Afgan Tuzağından Amerikan Tuzağına
2014’te ISI’nın eski başkanı General Hamid Gül, “Tarih yazıldığında, ISI’nın Sovyetler Birliği’ni Amerika’nın yardımıyla Afganistan’da yendiği söylenecek. Sonra bir cümle daha gelecek. ISI, Amerika’nın yardımıyla Amerika’yı yendi” demişti. General Gül’ün haklı çıktığı söylemek gerekiyor. Zira Amerika 3 Temmuz 1979’da kendisinin kurduğu ve 18 Eylül’de Bush’un ilk imzasıyla gönüllü olarak içine düştüğü Afgan tuzağıyla 40 yılı aşkın süredir meşgul oluyordu.
2021 yazında Amerika’nın Afganistan’dan çekilmesi elbette bir yenilgidir. Tıpkı Churchill’in henüz bir aylık taze başbakanken, Dunkirk’ten askerlerini zorlu ama başarılı bir harekatla çekmesinin ardından dediği gibi: “savaşlar tahliyelerle kazanılmaz!”. Afganistan Amerika açısından asıl büyük tuzak değildir. İşin daha kötüsü Amerika’nın kurduğu her tuzağın faturasını dünyanın da bir şekilde ödemek zorunda oluşu. Washington yeni ve dünyanın geriye kalanın da belli ölçüde sahiplenebileceği bir jeopolitik perspektif kazanmadığı sürece bu maliyet riski devam edecek. Amerika’nın 20 yıldır Ortadoğu’dan Orta Asya’ya bölge haklarına felaketi yaşatan kendisini de “terörle mücadele” isimli bir jeopolitik körlüğe hapseden akıl tutulmasından çıkışı kolay değil. Kaldı ki Amerikan körlüğü bölgemiz başta olmak üzere dünyanın birçok yerinde, çoğu kez özünde bir iç politika unsuru haline gelen dış politika ve güvenlik görünümlü, “makbul bir düşmana” dönüştü.

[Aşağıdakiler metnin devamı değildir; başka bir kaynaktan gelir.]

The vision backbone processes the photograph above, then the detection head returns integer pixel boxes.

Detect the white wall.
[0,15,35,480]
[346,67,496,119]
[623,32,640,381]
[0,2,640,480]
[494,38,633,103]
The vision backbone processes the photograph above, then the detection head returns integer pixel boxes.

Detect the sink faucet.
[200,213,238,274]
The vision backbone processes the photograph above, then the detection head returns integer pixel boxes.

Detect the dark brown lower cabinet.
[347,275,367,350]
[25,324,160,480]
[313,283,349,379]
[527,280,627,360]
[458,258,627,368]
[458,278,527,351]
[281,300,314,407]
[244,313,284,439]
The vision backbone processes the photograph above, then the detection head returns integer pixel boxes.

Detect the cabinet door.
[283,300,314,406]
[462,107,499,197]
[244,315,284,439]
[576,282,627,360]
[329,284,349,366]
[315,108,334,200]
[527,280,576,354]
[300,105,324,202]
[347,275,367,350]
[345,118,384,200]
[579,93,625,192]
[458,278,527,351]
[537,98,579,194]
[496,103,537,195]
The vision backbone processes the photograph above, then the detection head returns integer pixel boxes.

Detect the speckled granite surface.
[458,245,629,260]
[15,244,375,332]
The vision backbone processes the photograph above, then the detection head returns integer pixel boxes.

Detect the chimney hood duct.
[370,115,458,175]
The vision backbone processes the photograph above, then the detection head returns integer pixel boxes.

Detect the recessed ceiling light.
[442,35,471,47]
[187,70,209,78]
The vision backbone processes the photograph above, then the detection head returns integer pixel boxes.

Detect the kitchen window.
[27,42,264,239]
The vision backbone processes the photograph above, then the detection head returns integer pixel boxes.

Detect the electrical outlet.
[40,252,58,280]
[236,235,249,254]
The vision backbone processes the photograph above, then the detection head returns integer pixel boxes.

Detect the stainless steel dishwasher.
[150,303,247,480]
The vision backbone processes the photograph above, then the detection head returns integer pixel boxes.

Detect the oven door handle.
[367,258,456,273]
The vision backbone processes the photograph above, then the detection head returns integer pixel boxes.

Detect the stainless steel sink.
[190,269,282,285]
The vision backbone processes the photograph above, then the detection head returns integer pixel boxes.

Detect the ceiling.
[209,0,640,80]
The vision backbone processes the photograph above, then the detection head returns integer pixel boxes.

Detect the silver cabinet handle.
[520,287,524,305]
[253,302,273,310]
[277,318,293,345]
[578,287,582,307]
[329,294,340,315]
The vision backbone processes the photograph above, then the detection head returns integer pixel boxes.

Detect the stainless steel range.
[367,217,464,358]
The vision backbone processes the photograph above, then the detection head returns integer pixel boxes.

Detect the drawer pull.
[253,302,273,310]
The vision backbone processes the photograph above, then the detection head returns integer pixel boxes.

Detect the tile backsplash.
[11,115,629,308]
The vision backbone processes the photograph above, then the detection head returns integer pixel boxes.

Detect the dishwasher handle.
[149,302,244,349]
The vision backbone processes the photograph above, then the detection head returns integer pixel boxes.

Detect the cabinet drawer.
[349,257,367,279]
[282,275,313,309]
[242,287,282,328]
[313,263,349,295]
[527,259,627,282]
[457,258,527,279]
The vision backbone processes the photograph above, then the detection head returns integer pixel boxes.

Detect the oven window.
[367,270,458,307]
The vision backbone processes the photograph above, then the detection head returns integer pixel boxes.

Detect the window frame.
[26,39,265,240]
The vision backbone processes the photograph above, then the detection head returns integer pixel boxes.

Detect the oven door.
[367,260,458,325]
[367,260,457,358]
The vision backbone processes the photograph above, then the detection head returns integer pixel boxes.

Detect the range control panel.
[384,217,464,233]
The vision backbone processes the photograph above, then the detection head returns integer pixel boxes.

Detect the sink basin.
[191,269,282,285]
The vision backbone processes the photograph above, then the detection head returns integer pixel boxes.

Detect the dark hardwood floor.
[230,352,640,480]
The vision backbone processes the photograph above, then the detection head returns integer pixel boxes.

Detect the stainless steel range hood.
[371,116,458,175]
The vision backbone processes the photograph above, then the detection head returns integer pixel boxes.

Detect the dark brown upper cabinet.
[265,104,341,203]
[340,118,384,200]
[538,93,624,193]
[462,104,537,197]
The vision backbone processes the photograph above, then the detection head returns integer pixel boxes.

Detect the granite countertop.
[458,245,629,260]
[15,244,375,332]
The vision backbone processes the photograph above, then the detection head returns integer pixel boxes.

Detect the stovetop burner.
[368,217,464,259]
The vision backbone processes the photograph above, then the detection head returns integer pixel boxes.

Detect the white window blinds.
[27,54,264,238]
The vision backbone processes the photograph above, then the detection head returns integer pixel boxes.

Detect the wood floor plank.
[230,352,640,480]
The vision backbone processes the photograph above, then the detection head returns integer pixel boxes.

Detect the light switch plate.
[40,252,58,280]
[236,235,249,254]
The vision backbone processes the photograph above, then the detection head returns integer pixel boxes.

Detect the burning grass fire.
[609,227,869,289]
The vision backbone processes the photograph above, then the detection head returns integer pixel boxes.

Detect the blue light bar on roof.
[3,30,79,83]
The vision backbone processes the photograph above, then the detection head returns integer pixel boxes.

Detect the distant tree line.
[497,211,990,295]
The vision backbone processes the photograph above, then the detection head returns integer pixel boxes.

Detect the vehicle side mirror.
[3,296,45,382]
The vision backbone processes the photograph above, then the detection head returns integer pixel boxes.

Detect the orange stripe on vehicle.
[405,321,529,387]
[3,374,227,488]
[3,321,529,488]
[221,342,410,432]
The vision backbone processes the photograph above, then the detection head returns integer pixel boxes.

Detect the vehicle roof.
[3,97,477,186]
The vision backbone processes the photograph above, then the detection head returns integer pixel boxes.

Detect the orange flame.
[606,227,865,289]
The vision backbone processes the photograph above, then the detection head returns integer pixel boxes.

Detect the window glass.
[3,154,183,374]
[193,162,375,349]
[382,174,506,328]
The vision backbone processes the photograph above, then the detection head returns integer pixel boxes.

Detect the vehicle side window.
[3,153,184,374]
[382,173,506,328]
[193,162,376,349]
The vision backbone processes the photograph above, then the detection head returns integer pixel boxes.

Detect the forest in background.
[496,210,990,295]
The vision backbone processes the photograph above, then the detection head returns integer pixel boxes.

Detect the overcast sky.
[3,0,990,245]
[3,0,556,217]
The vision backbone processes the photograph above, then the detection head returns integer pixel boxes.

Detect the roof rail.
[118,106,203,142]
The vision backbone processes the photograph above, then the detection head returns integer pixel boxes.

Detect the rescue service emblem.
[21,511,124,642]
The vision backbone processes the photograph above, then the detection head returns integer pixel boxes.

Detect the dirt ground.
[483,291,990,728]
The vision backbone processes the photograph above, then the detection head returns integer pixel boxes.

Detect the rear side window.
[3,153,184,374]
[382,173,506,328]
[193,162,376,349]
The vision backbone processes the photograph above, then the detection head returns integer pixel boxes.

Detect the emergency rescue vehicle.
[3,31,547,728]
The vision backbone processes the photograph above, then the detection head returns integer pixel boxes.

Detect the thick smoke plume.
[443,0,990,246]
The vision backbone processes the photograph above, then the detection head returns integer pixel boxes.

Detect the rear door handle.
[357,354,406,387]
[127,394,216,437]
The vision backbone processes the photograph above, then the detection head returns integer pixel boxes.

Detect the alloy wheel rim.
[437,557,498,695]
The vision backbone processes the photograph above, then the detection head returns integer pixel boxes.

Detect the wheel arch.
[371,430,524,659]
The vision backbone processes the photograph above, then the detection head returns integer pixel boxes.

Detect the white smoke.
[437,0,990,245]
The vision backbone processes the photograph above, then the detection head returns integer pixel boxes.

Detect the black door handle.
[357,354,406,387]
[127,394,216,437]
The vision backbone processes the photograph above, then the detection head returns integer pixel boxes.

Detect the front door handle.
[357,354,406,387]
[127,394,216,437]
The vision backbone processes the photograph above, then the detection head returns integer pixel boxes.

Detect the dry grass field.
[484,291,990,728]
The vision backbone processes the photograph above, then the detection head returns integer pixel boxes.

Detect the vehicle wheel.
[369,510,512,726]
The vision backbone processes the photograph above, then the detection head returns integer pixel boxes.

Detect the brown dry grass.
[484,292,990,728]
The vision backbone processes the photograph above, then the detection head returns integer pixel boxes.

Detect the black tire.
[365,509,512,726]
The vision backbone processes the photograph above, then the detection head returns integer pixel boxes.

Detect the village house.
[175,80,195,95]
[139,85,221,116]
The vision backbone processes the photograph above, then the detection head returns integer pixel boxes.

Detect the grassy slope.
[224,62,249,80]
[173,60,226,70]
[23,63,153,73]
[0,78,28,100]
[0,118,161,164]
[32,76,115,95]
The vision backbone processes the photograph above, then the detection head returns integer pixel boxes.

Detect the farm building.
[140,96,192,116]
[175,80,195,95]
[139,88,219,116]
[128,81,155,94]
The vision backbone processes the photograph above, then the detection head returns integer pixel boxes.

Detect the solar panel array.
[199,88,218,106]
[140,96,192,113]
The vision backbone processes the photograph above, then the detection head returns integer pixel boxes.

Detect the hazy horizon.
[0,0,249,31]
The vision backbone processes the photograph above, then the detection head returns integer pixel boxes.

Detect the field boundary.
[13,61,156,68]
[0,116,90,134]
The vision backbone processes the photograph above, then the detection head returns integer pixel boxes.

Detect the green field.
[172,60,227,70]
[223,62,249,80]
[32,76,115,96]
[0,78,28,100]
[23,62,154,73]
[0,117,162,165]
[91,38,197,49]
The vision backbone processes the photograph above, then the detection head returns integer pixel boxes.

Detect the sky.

Afgan tuzağının mucidi Brzezinski, bu körlüğü en erken fark edenlerin başında geliyordu. ‘Terörizm bir düşman değil savaş aracıdır” diyen Brzezinski, terörle mücadelenin ulusal mantra haline gelmesinin “Amerikan demokrasisini, ruhunu ve dünyadaki konumu” üzerinde “bir yıkıma yol açtığını” açıkça telaffuz ediyordu. Bugün bu yıkımlar ülkelerin birçoğu için artık standart dış politika yapımına ve güvenlik politikalarına dönüştü. Jeopolitiğin yerini alan terörle mücadelenin popülizmi tatmin ederken orta vadede ülkeleri tuzağa sürüklemesi kaçınılmaz. Amerika kendi tuzağından çıkabilir mi bilmiyoruz. CIA, Afganistan’dan çekilme sürecinde “terörle mücadeleden ziyade yükselen küresel güçlere odaklanacaklarına” dair haberler yaptırmaya başladı bile!